Both studies were not without shortcomings, said Dr. Christopher Landrigan, a pediatrics professor at Harvard Medical School who has studied the issue of intern sleep but was not involved in either paper. The survey study was too subjective to be conclusive, he said. “None of us are very good judges when it comes to determining the frequency of our errors,” Landrigan said. “It’s hard to tell if the answers are real, or if they might be influenced by personal recall bias.”
Landrigan said the second study did a better job of quantifying sleep but that it was still indicative of just one teaching hospital.
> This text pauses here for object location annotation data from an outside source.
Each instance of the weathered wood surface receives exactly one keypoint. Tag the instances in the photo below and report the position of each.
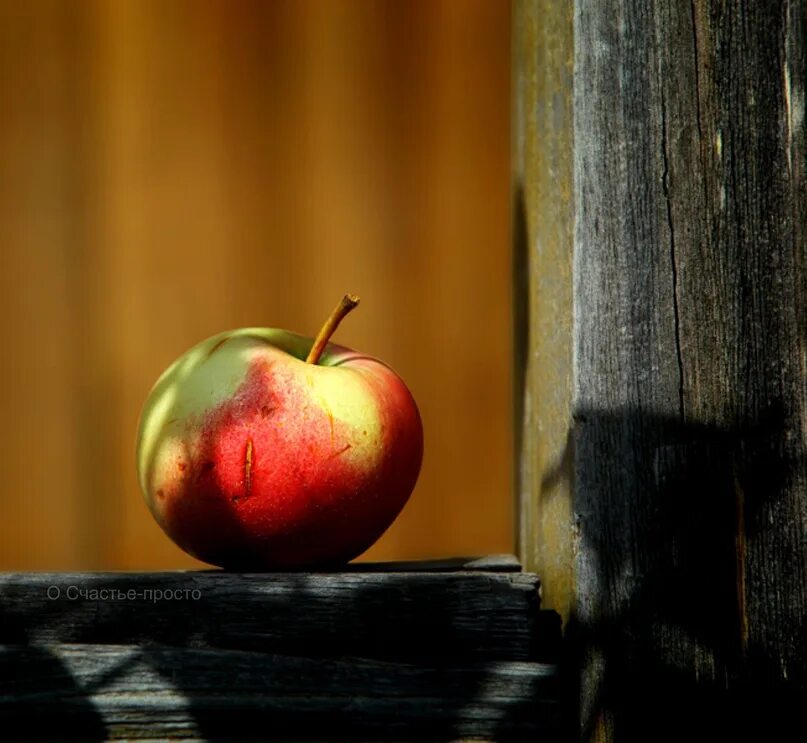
(691, 355)
(543, 229)
(441, 650)
(458, 615)
(101, 692)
“They have both highlighted issues that are going to be important, but neither one of them provides very definitive answers,” Landrigan said.
In an invited commentary that accompanied the JAMA Internal Medicine studies, Dr. Lara Goitein and Dr. Kenneth Ludmerer wrote that the number of handoffs observed in the studies was troubling. So too was the idea that interns were being asked to do the same amount of work in a shorter amount of time.
“Limiting work hours without commensurately decreasing workload exacerbates the already extreme work compression for residents,” they wrote. “Residents still perform most of the work but are now racing the clock.”